Masjid ini mulai dibangun sekitar tahun 1761-1812. Pada awalnya, masjid ini hanya berupa bangunan kayu sederhana berlantai batu bata yang hanya dilengkapi dengan sebuah menara setinggi lebih kurang 6 meter. Namun, seiring berjalannya waktu, masjid ini tidak lagi mampu menampung jumlah anggota jemaah yang terus bertambah sehingga Yang Dipertuan Muda Raja Abdurrahman Sultan Kerajaan Riau pada 1831-1844 berinisiatif untuk memperbaiki dan memperbesar masjid tersebut.
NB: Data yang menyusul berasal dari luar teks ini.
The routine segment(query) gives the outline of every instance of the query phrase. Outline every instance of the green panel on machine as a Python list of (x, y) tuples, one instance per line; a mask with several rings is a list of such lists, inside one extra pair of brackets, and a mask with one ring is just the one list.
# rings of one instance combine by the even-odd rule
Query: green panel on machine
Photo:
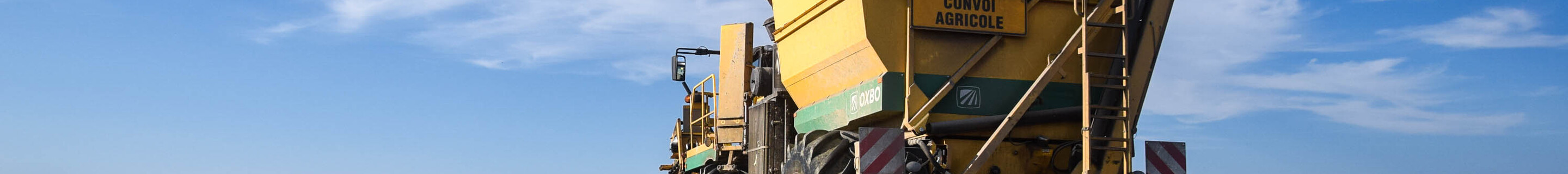
[[(916, 74), (914, 83), (920, 89), (927, 89), (924, 91), (925, 96), (933, 96), (946, 83), (947, 77)], [(887, 86), (889, 83), (892, 86)], [(902, 72), (886, 72), (877, 78), (864, 80), (848, 91), (833, 94), (815, 105), (797, 111), (795, 130), (801, 133), (811, 130), (839, 130), (864, 118), (883, 119), (880, 116), (894, 116), (895, 111), (903, 111), (903, 88), (895, 88), (902, 83)], [(949, 97), (944, 97), (931, 108), (931, 113), (1007, 114), (1013, 103), (1022, 99), (1024, 89), (1029, 89), (1032, 83), (1029, 80), (966, 77), (958, 82)], [(1082, 99), (1079, 97), (1080, 86), (1077, 83), (1054, 82), (1046, 86), (1044, 96), (1032, 103), (1029, 110), (1077, 107), (1079, 99)], [(1096, 92), (1091, 94), (1098, 94), (1101, 89), (1093, 91)]]
[(828, 96), (828, 99), (806, 108), (800, 108), (800, 111), (795, 111), (795, 130), (801, 133), (811, 130), (836, 130), (850, 125), (851, 121), (858, 121), (861, 118), (902, 111), (903, 89), (886, 86), (884, 83), (897, 86), (903, 83), (903, 75), (891, 72), (877, 75), (877, 78), (864, 80), (855, 88)]
[[(925, 96), (936, 96), (936, 89), (947, 83), (947, 77), (952, 75), (935, 75), (935, 74), (916, 74), (914, 85), (925, 89)], [(1007, 114), (1013, 110), (1013, 105), (1024, 97), (1024, 91), (1032, 80), (1010, 80), (1010, 78), (985, 78), (985, 77), (964, 77), (958, 80), (958, 85), (931, 107), (931, 113), (950, 113), (950, 114), (971, 114), (971, 116), (996, 116)], [(1052, 82), (1046, 85), (1044, 92), (1035, 103), (1030, 103), (1029, 110), (1049, 110), (1063, 107), (1077, 107), (1082, 85), (1077, 83), (1060, 83)], [(1090, 89), (1090, 94), (1098, 96), (1101, 89)], [(1091, 96), (1091, 99), (1098, 99)]]
[(713, 158), (713, 154), (717, 154), (713, 152), (713, 149), (707, 149), (702, 152), (696, 152), (696, 155), (687, 157), (685, 171), (691, 171), (696, 169), (698, 166), (707, 165), (707, 160)]

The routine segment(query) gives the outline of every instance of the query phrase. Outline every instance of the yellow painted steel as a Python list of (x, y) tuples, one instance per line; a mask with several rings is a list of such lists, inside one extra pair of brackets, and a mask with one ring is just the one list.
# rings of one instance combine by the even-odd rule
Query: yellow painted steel
[[(952, 6), (960, 2), (978, 2), (985, 5), (980, 5), (980, 8), (972, 5), (969, 8)], [(1163, 22), (1168, 19), (1170, 0), (1154, 2), (1157, 8), (1151, 11), (1154, 13), (1151, 20), (1157, 22), (1151, 25), (1157, 27), (1157, 30), (1134, 33), (1145, 36), (1145, 41), (1137, 42), (1143, 44), (1143, 49), (1138, 50), (1138, 58), (1134, 63), (1142, 66), (1129, 67), (1124, 72), (1132, 77), (1126, 80), (1129, 91), (1123, 100), (1126, 102), (1123, 105), (1129, 108), (1126, 114), (1134, 119), (1129, 125), (1135, 125), (1135, 118), (1148, 88), (1148, 77), (1152, 74), (1149, 64), (1154, 64), (1152, 56), (1157, 55), (1159, 34), (1163, 34)], [(778, 25), (771, 33), (764, 34), (771, 34), (776, 42), (779, 75), (792, 102), (800, 108), (823, 103), (829, 96), (845, 92), (867, 80), (875, 78), (878, 80), (877, 83), (883, 83), (878, 78), (880, 75), (898, 74), (909, 77), (887, 78), (903, 78), (902, 85), (887, 83), (887, 86), (908, 89), (908, 96), (905, 99), (881, 100), (903, 102), (906, 111), (919, 108), (933, 99), (933, 96), (925, 96), (925, 91), (939, 91), (941, 86), (924, 86), (924, 89), (922, 86), (913, 86), (909, 83), (914, 82), (914, 74), (952, 75), (997, 34), (1002, 34), (1000, 41), (989, 52), (978, 53), (977, 60), (980, 61), (963, 75), (964, 78), (1033, 82), (1052, 61), (1051, 58), (1066, 58), (1055, 64), (1057, 71), (1060, 71), (1057, 74), (1062, 75), (1051, 77), (1049, 82), (1080, 86), (1083, 83), (1104, 83), (1104, 80), (1088, 78), (1082, 72), (1110, 71), (1112, 61), (1083, 60), (1082, 56), (1076, 56), (1076, 53), (1121, 52), (1116, 47), (1123, 42), (1120, 36), (1085, 31), (1083, 38), (1098, 42), (1082, 45), (1090, 47), (1088, 50), (1073, 49), (1066, 52), (1068, 55), (1058, 56), (1057, 53), (1063, 53), (1063, 47), (1069, 47), (1068, 41), (1073, 41), (1074, 33), (1079, 33), (1079, 27), (1085, 25), (1079, 11), (1090, 5), (1080, 0), (776, 0), (770, 3), (773, 5), (775, 24)], [(960, 13), (963, 19), (953, 19), (947, 13)], [(677, 125), (673, 141), (676, 141), (674, 157), (681, 158), (677, 158), (676, 165), (671, 165), (673, 168), (691, 168), (684, 166), (684, 160), (702, 157), (701, 152), (717, 149), (721, 152), (712, 155), (726, 155), (723, 150), (739, 150), (729, 149), (726, 144), (740, 143), (737, 140), (740, 136), (734, 135), (742, 133), (726, 130), (726, 127), (743, 127), (743, 124), (729, 124), (726, 121), (739, 121), (735, 118), (743, 116), (745, 103), (757, 100), (757, 97), (748, 99), (745, 96), (745, 91), (748, 91), (746, 86), (750, 86), (746, 78), (751, 77), (750, 63), (753, 61), (750, 58), (753, 55), (753, 42), (750, 39), (753, 34), (750, 31), (754, 30), (751, 28), (751, 24), (721, 27), (720, 75), (709, 75), (699, 82), (693, 91), (695, 94), (690, 96), (688, 103), (691, 107), (687, 107), (687, 110), (696, 113), (698, 118), (688, 118)], [(1115, 42), (1107, 42), (1112, 39)], [(1090, 103), (1090, 91), (1085, 88), (1080, 92), (1077, 94), (1076, 91), (1073, 99), (1062, 99), (1060, 96), (1046, 99), (1043, 94), (1036, 100), (1076, 100), (1074, 103)], [(924, 118), (922, 122), (916, 122), (922, 125), (909, 127), (978, 116), (930, 113)], [(850, 127), (900, 127), (903, 122), (902, 119), (858, 119), (850, 124)], [(1080, 133), (1087, 133), (1082, 132), (1087, 125), (1088, 121), (1030, 124), (1018, 125), (1011, 129), (1011, 133), (1004, 135), (1007, 138), (1027, 140), (1079, 140), (1085, 136)], [(969, 163), (975, 157), (983, 157), (977, 155), (977, 152), (983, 149), (991, 133), (967, 132), (947, 135), (971, 136), (967, 140), (938, 140), (936, 143), (949, 150), (946, 157), (949, 161), (941, 166), (946, 166), (949, 171), (966, 171), (966, 166), (971, 166)], [(978, 140), (972, 136), (978, 136)], [(1124, 136), (1131, 138), (1132, 135), (1127, 133)], [(920, 135), (916, 138), (925, 136)], [(1057, 149), (1055, 146), (1058, 144), (1040, 147), (1000, 143), (994, 146), (994, 154), (985, 158), (985, 163), (974, 166), (997, 168), (1005, 174), (1055, 172), (1051, 171), (1052, 168), (1043, 166), (1052, 163), (1041, 161), (1043, 158), (1052, 158), (1052, 155), (1069, 154), (1051, 152)], [(1105, 163), (1115, 161), (1120, 166), (1099, 165), (1096, 169), (1077, 171), (1112, 171), (1110, 168), (1126, 171), (1127, 160), (1131, 158), (1107, 157)]]
[[(1160, 39), (1160, 36), (1154, 34), (1163, 33), (1170, 0), (1156, 2), (1159, 3), (1156, 6), (1162, 8), (1154, 8), (1156, 11), (1151, 13), (1154, 13), (1154, 20), (1159, 20), (1156, 24), (1159, 30), (1134, 33), (1145, 34), (1146, 39), (1140, 42), (1145, 44), (1145, 49), (1140, 50), (1135, 64), (1152, 64), (1157, 41), (1151, 42), (1148, 39)], [(1035, 80), (1051, 61), (1049, 58), (1055, 58), (1054, 55), (1060, 53), (1058, 50), (1065, 47), (1066, 41), (1082, 25), (1082, 17), (1077, 11), (1090, 6), (1087, 2), (1080, 3), (1079, 0), (1035, 0), (1029, 3), (1022, 3), (1021, 0), (997, 0), (996, 9), (969, 13), (986, 14), (993, 24), (996, 24), (994, 17), (1004, 17), (1007, 22), (999, 24), (999, 27), (978, 27), (978, 24), (971, 27), (941, 27), (942, 24), (936, 24), (938, 19), (933, 14), (947, 9), (947, 6), (942, 6), (944, 3), (950, 3), (947, 0), (776, 0), (771, 3), (778, 25), (768, 34), (775, 38), (778, 45), (782, 82), (792, 94), (793, 102), (800, 107), (811, 107), (833, 94), (859, 85), (859, 82), (886, 72), (909, 72), (905, 71), (906, 61), (913, 61), (911, 64), (914, 66), (908, 67), (913, 69), (913, 74), (953, 74), (993, 34), (1007, 36), (989, 53), (983, 55), (980, 58), (983, 61), (978, 61), (964, 77)], [(944, 14), (942, 17), (947, 16)], [(920, 30), (909, 30), (911, 27)], [(1090, 38), (1109, 39), (1110, 36), (1090, 34)], [(1116, 39), (1120, 41), (1120, 38)], [(1087, 45), (1091, 47), (1090, 52), (1120, 52), (1105, 49), (1115, 49), (1121, 42), (1091, 44)], [(1060, 58), (1069, 60), (1057, 64), (1062, 75), (1051, 78), (1055, 83), (1082, 85), (1085, 77), (1074, 72), (1110, 71), (1110, 61), (1107, 60)], [(1148, 88), (1146, 82), (1151, 71), (1148, 67), (1132, 67), (1129, 72), (1134, 74), (1134, 78), (1127, 80), (1131, 96), (1127, 96), (1126, 102), (1129, 102), (1129, 114), (1135, 116), (1142, 107), (1142, 97)], [(911, 82), (906, 77), (898, 78)], [(1101, 83), (1102, 80), (1088, 82)], [(927, 86), (927, 89), (920, 89), (920, 86), (900, 88), (909, 89), (908, 94), (911, 96), (908, 99), (887, 100), (903, 100), (905, 108), (919, 108), (920, 103), (931, 97), (920, 91), (935, 91), (933, 86)], [(1088, 96), (1082, 97), (1088, 99)], [(977, 116), (931, 113), (928, 122), (967, 118)], [(897, 119), (889, 119), (862, 125), (898, 124)], [(1019, 125), (1011, 130), (1010, 138), (1046, 136), (1051, 140), (1077, 140), (1080, 127), (1083, 127), (1080, 122)], [(958, 133), (956, 136), (989, 136), (988, 133), (971, 132)], [(983, 140), (947, 140), (944, 144), (952, 150), (949, 152), (949, 158), (955, 160), (946, 166), (952, 171), (963, 171), (963, 166), (967, 166), (967, 160), (980, 149)], [(989, 165), (982, 166), (1002, 166), (1004, 172), (1046, 172), (1038, 166), (1041, 161), (1030, 160), (1038, 158), (1038, 154), (1049, 152), (1005, 143), (997, 149), (997, 155), (991, 157)], [(1120, 158), (1118, 163), (1126, 165)]]
[(1029, 31), (1024, 0), (914, 0), (914, 28), (1022, 36)]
Untuk membuat sebuah masjid yang besar, Sultan Abdurrahman berseru kepada seluruh rakyatnya untuk beramal dan bergotong-royong di jalan Allah. Peristiwa bersejarah itu terjadi pada tanggal 1 Syawal 1248 Hijriah (1832 M), atau bertepatan dengan hari raya Idul Fitri. Panggilan tersebut ternyata telah menggerakkan hati segenap warga untuk berkontribusi pada pembangunan masjid tersebut.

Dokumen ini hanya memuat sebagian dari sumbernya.